HA: Early on I wanted it to be a biography and I didn’t know any other way to write about the group. But I think biographies are written with the artist in mind; they are the vehicles to tell the history. In order to do that well, the writer has to be an expert, and in order to [be an expert] the writer needs to have countless hours with the group, or loads and loads of archival footage. I was confident I could do that, but realized I wasn’t writing the book for the group, I was writing it more for myself, and my own examination of the absurdity of fandom—or what it means to live a life tethered to your affection for a group of people you’re never going to meet or actually know. 

You get very deep in your attempts to interpret what this group was doing musically and thematically, but you temper it with your own history and experiences—so it works. I love how you even apologize for over-analyzing or “loving” the music so much. Is there a word for that? Is that your job as someone who writes about music? 

I wouldn’t say that’s my job per se, but I think most of my obsessions are driven by a curiosity to force me to excavate meaning out of the things I love. Music, film, or art in general; if I truly love something I’m driven to make sense of it in a way that will allow it to have a lasting life beyond my immediate consumption. With so much music now, and with so much popular culture, things are consumed and then forgotten. Part of what the whole project of writing this book was—was to build out a history that could be touched, that could be looked back on, that could be part of a grander conversation. So I’m not just writing about Tribe, I’m writing about how they sit in the world, how their music also populated the world around me, how they responded to the world and how the world responded to the music. I’m building an ecosystem. 

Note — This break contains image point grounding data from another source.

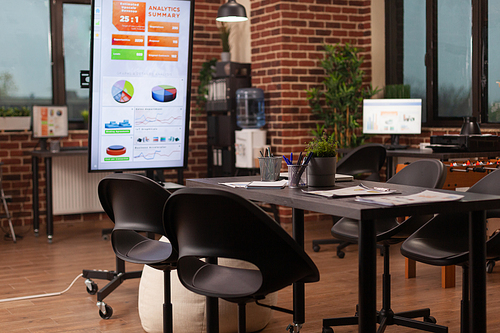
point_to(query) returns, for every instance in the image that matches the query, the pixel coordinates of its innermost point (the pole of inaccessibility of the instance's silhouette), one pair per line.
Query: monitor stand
(395, 143)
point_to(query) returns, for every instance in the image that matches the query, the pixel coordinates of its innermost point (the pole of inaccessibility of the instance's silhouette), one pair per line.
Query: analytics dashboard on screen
(140, 84)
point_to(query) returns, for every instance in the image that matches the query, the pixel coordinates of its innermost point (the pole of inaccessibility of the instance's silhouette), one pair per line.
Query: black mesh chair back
(426, 173)
(366, 159)
(135, 204)
(219, 224)
(444, 241)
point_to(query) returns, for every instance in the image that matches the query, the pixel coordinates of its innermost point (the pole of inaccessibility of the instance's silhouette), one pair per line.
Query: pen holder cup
(297, 176)
(270, 168)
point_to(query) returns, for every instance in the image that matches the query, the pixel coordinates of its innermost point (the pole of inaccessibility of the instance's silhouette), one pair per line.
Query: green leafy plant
(207, 72)
(397, 91)
(14, 111)
(339, 104)
(224, 31)
(323, 146)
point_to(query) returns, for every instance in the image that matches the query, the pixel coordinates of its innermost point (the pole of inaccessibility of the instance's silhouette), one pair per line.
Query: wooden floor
(32, 266)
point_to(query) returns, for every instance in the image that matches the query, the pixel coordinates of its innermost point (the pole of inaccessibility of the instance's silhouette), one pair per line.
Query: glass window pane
(454, 58)
(76, 33)
(493, 62)
(25, 68)
(414, 50)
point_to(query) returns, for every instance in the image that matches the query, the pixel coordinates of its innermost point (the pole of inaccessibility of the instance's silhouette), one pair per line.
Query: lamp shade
(231, 12)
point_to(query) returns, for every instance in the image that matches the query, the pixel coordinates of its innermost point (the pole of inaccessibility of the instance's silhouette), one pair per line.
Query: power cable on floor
(41, 295)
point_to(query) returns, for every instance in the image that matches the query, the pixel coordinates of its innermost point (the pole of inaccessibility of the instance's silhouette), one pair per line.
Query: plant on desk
(339, 104)
(321, 168)
(15, 118)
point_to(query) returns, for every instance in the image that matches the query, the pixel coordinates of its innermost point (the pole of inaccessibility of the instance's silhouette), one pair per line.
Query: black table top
(348, 207)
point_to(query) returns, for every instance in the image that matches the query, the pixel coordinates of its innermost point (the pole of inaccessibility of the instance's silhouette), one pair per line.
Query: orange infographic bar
(156, 55)
(129, 40)
(163, 41)
(170, 27)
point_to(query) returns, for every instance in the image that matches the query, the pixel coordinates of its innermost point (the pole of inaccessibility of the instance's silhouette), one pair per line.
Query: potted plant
(15, 118)
(339, 105)
(321, 168)
(224, 31)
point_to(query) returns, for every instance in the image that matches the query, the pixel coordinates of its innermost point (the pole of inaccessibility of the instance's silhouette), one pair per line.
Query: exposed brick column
(287, 39)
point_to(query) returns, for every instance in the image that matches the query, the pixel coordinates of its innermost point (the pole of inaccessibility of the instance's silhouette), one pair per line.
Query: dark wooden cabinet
(221, 116)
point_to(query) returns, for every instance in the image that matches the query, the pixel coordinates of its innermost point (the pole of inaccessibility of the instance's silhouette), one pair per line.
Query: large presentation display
(140, 84)
(392, 116)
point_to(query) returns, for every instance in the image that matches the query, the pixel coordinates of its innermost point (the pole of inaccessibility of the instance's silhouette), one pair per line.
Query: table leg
(477, 271)
(48, 187)
(212, 306)
(298, 288)
(367, 289)
(36, 212)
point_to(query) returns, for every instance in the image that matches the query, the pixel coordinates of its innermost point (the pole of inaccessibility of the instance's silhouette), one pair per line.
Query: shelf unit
(221, 116)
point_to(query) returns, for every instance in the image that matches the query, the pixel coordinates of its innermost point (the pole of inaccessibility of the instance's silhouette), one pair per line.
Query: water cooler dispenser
(250, 116)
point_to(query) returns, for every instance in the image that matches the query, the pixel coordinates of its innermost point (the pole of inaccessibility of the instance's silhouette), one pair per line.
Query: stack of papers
(424, 196)
(352, 191)
(258, 184)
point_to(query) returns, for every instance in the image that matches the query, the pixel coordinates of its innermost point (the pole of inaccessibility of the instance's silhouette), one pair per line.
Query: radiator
(74, 190)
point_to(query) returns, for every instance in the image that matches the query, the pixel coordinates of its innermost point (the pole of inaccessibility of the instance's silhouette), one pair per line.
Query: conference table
(366, 213)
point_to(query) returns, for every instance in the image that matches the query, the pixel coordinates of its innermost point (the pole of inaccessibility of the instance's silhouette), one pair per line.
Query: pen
(300, 157)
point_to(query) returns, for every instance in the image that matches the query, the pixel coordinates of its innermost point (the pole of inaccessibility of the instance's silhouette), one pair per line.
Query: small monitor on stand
(392, 116)
(49, 122)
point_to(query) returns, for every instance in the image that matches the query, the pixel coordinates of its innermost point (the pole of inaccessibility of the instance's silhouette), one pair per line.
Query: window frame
(394, 55)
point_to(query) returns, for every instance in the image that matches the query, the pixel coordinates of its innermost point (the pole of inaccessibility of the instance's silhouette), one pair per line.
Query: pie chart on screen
(122, 91)
(164, 93)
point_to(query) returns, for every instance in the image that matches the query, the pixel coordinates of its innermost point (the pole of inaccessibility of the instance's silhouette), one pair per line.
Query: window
(441, 49)
(25, 69)
(41, 61)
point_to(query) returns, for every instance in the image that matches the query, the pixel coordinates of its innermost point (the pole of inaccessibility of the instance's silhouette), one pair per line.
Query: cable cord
(41, 295)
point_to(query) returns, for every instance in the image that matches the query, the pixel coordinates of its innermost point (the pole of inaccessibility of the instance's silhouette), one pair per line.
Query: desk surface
(347, 207)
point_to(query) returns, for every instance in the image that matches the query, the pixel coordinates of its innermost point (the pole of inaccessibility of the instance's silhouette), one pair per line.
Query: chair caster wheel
(92, 289)
(108, 314)
(489, 266)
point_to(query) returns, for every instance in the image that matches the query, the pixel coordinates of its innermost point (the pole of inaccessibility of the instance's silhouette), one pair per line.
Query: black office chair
(426, 173)
(444, 240)
(362, 162)
(218, 224)
(135, 204)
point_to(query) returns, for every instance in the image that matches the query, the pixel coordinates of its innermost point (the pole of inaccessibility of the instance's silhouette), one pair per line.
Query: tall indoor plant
(339, 103)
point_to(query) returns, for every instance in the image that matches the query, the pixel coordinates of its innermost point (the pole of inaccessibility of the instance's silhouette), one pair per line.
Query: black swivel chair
(426, 173)
(444, 241)
(364, 161)
(209, 223)
(135, 204)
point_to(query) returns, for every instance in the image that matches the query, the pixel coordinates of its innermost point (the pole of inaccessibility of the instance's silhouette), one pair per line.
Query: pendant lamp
(231, 12)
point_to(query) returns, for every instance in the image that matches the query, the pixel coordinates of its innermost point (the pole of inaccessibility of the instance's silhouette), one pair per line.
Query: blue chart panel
(164, 93)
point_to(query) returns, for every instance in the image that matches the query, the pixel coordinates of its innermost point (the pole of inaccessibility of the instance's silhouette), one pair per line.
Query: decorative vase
(225, 57)
(321, 172)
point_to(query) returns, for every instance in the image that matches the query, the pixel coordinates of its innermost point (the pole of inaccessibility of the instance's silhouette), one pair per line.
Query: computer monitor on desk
(392, 116)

There’s a kind of eulogy in the book for rap’s golden era with the advent of sample clearing. Do you feel like there’s been an era since that’s on par with ‘88 – ‘93, when Tribe were at their pinnacle? As hip-hop is something that is always adapting, what to you sounds innovative in the same way today? What do young people making music have to do to create that same connective tissue that Quest created? 

Kids are doing it in different ways. For a lot of young rappers today, they are at their best when they are playing reporters of their moment. That’s something I think A Tribe Called Quest were essentially doing, or perhaps N.W.A. was doing more explicitly. Vince Staples’ latest album, FM, struck a chord with folks because beyond the fact that the rapping was good and the production was good, underneath that  the narrative was bringing to life a very specific feeling, and a very specific place, where if you have never been to that place physically, you can close your eyes and be transported to it. It was very much like what The Chronic did for me growing up in Columbus with not a lot of relationship to the West Coast. I did not know what a ‘64 Impala looked like, but listening to that album I could visualize it. 

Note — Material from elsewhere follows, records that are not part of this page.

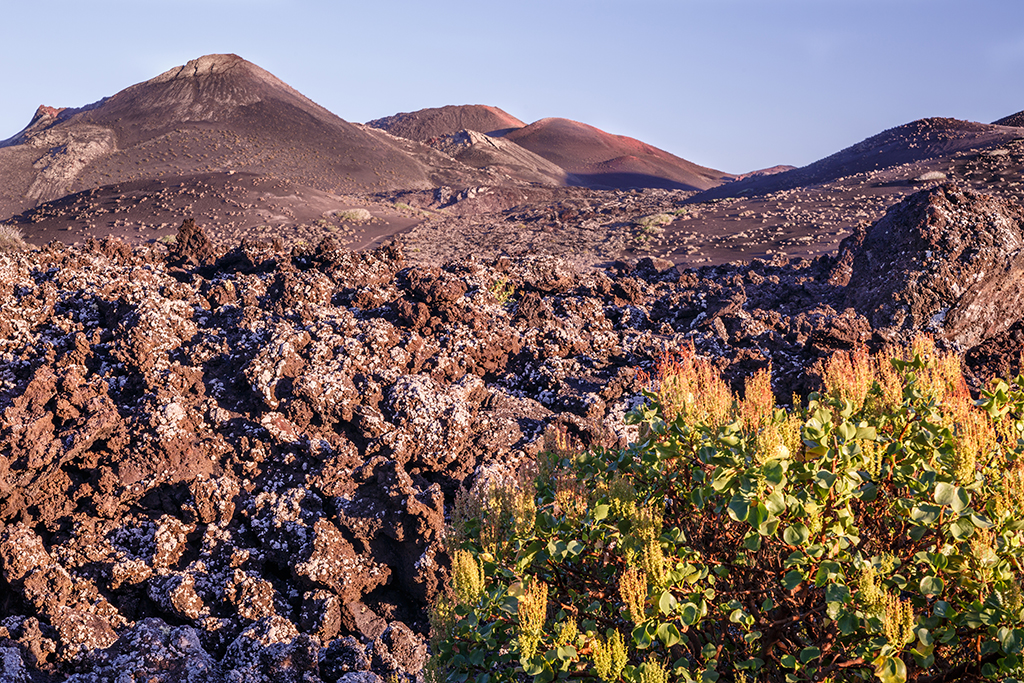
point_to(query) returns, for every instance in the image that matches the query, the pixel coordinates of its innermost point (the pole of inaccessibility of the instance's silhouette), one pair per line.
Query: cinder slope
(921, 140)
(501, 157)
(435, 122)
(1012, 120)
(218, 114)
(598, 159)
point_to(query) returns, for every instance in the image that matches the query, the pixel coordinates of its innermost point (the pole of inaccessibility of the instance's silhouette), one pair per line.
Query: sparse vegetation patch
(873, 532)
(11, 239)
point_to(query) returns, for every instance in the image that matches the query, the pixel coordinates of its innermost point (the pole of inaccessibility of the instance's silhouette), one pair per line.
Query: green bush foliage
(873, 532)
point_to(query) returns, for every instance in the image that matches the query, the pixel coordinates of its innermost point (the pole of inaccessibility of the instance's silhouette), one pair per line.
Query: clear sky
(732, 84)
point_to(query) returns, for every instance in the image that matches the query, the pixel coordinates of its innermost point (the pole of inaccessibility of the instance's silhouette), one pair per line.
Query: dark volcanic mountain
(598, 159)
(1012, 120)
(216, 115)
(435, 122)
(591, 157)
(936, 140)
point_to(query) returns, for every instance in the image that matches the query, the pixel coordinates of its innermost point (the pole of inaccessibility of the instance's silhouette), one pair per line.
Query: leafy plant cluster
(873, 532)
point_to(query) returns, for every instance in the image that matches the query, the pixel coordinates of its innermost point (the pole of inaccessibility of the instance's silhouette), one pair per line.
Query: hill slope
(918, 141)
(602, 160)
(218, 114)
(435, 122)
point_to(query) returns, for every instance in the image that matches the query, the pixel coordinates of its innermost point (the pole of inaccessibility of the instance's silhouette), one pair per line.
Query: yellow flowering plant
(876, 531)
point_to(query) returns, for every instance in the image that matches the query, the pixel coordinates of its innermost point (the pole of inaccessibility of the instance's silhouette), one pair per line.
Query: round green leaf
(932, 586)
(796, 535)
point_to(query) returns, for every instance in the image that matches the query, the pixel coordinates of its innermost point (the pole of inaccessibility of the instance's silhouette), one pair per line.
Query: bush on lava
(875, 532)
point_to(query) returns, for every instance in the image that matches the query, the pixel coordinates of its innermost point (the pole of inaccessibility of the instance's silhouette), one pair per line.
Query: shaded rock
(11, 666)
(398, 650)
(192, 245)
(943, 260)
(271, 650)
(341, 656)
(155, 652)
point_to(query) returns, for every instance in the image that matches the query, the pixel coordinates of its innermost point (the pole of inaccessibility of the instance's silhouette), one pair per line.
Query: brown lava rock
(238, 468)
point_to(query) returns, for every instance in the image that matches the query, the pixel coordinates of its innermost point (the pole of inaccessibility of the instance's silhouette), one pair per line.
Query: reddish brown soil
(599, 159)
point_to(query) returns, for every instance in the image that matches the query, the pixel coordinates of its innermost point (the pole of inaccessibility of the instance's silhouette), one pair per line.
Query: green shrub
(353, 216)
(873, 532)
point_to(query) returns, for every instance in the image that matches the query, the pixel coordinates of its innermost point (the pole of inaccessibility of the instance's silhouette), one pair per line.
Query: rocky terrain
(257, 349)
(235, 464)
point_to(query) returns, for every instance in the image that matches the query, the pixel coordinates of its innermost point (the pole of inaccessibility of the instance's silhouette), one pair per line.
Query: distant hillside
(1012, 120)
(218, 114)
(429, 123)
(920, 140)
(600, 159)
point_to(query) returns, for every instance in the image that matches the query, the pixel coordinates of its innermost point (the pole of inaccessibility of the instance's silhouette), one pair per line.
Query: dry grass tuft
(11, 240)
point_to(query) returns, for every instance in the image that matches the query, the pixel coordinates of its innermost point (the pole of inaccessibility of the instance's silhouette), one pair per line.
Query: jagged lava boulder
(945, 260)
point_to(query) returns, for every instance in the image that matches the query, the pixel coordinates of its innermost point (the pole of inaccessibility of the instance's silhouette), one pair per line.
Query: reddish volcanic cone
(600, 159)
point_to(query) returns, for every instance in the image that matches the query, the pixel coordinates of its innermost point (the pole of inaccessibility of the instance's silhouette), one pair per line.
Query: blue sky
(731, 84)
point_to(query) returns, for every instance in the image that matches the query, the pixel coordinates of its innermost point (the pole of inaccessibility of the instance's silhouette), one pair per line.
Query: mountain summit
(216, 115)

As much as you know about them and reflect on them and adore them in this story, are you at all worried that Q-Tip, or the others are not who you think they are? Something about, meeting your heroes?

No one is who we think they are. I’m barely who I think I am. That’s the thing I kept thinking as I was writing this book is how wild it was that I had built this huge affection for people I don’t know. How fandom is all about projecting whatever you need onto the creations of people who you’ll never speak to. My hope with this book is of course that people will fall in love with Tribe like I did, but also grasp how to articulate their own complications with fandom, and how to work through that. We’re at a very real point, particularly in film and music, where people are asked to work through their allegiance to celebrity, and their allegiance to the celebrities they love. I’ve seen some really exhausting and frustrating missteps on that, particularly around R. Kelly. What I set out to do was write about how fleeting all of this shit is, how fleeting fandom is, and how fleeting fandom can be. It’s about how to know when an attachment to an artist who is building an architecture for your life is vital, but also to know when that artist is no longer yours, and being able to let go.